Milli Piyango’yu kazanıp sınırsız mamaya sahip bir barınak yaptırmak. Ama tel örgüsüz! Çocukluğumdan beri hiç değişmeyen en tehlikeli düşüncem! Tüm sokak köpeklerini ve kedilerini orada toplayıp, istediğim kadar mıncıklayabileyim diye.
Kendinize hangi soruları sorarsınız?
Neden yeni bir şey üretemiyorum sorusunu çok sorarım. Sürekli yeni yerler keşfedip, farklı şeyler yaparak beslenmem gerek. Yoksa bir süre sonra dünyaya küsüp çizesim gelmiyor. Ne yapmak beni mutlu ediyor sorusu bunun ardından geliyor ve daha sonra anneanneme gidip kedilerini seviyorum.
Doğru olduğunu kanıtlayamayacağınız inancınız nedir?

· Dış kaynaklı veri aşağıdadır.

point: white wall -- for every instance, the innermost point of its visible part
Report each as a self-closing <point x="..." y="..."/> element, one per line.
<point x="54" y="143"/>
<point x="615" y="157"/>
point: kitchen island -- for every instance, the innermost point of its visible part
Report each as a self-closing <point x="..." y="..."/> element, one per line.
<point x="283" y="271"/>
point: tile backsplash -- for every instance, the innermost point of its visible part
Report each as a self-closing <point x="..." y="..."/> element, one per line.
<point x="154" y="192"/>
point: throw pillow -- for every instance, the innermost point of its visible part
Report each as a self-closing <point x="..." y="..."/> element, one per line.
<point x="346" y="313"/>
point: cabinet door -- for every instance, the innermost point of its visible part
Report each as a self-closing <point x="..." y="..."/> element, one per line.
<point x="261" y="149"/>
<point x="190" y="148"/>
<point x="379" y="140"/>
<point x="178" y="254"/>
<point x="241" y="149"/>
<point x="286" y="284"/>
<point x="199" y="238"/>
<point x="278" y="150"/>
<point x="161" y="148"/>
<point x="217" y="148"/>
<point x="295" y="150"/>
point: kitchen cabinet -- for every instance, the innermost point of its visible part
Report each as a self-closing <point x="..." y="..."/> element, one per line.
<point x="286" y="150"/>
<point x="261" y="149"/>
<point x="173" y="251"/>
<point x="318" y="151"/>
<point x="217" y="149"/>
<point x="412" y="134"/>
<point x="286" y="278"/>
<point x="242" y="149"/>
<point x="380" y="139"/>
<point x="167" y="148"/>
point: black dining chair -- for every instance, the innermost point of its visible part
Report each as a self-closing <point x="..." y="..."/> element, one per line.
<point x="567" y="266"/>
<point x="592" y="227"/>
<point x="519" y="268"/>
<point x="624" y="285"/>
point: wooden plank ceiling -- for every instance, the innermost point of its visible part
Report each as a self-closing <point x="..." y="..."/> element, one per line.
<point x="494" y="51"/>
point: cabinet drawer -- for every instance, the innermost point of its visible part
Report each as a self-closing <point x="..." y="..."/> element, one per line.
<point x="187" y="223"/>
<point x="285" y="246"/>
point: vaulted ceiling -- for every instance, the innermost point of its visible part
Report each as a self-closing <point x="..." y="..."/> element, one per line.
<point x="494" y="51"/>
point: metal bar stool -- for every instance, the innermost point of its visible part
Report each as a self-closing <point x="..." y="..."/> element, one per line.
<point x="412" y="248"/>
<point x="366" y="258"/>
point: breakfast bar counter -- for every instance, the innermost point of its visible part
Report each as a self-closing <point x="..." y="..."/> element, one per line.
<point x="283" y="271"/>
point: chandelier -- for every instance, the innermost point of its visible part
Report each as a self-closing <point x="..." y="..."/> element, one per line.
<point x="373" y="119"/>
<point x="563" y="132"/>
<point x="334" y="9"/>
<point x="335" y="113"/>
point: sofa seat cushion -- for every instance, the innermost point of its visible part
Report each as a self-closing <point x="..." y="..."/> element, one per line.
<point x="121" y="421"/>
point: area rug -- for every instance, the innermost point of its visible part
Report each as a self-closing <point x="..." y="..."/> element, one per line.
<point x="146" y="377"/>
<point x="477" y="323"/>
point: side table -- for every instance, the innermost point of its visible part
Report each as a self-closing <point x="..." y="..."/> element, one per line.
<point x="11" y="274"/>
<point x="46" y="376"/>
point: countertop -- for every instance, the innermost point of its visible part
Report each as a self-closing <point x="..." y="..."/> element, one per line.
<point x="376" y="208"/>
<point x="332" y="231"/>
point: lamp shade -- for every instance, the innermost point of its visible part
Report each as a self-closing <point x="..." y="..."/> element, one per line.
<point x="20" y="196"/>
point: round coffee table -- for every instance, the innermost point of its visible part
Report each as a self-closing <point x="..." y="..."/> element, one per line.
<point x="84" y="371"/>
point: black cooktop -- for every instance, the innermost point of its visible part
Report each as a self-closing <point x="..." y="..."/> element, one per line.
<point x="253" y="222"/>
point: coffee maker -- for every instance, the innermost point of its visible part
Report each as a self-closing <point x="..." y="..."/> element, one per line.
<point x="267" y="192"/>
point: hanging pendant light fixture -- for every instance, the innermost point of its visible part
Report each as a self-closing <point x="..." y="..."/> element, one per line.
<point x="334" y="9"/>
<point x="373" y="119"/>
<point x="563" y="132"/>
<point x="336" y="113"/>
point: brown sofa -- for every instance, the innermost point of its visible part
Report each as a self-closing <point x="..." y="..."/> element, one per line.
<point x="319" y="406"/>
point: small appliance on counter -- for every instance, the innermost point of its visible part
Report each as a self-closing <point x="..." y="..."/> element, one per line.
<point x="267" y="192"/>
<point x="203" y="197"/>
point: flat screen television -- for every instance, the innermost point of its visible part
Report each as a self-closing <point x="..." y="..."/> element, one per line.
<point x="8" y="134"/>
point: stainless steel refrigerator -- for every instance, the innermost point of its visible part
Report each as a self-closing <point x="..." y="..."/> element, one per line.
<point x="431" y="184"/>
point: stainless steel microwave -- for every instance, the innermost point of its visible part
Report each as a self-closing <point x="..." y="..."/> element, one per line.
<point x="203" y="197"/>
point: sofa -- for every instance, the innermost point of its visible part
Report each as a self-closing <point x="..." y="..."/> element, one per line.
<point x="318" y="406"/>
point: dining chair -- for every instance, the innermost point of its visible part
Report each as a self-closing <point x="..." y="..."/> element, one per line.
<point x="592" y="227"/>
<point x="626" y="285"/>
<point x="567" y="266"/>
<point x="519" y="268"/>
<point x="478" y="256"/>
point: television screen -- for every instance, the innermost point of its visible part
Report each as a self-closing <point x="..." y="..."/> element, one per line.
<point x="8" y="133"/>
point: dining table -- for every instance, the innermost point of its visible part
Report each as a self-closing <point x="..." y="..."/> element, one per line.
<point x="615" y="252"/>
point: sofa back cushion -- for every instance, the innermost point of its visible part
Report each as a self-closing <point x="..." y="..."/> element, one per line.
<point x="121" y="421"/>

Nereden böyle bir izlenime ulaştım bilmiyorum ama beni 3 meleğin koruduğuna inanıyorum. Bazen mutsuz olan arkadaşlarıma bir tanesini gönderdiğimi varsayıp 2 tanesiyle yoluma devam ettiğimi geçiriyorum içimden. Tabii işini bitirince geri geliyor üçüncü
İnternet düşünme şeklinizi ne yönde etkiledi?
Hem olumlu hem olumsuz etkiledi diyebilirim. Birçok güncel işe internet sayesinde ulaşıp yeni teknikler keşfedebiliyorum. Ancak bazen o siteden bu siteye atlarken internette harcadığım süre o kadar saçma oluyor ki, kendimi “ben ne yapıyorum burada, benim işim bu değil” derken bulabiliyorum.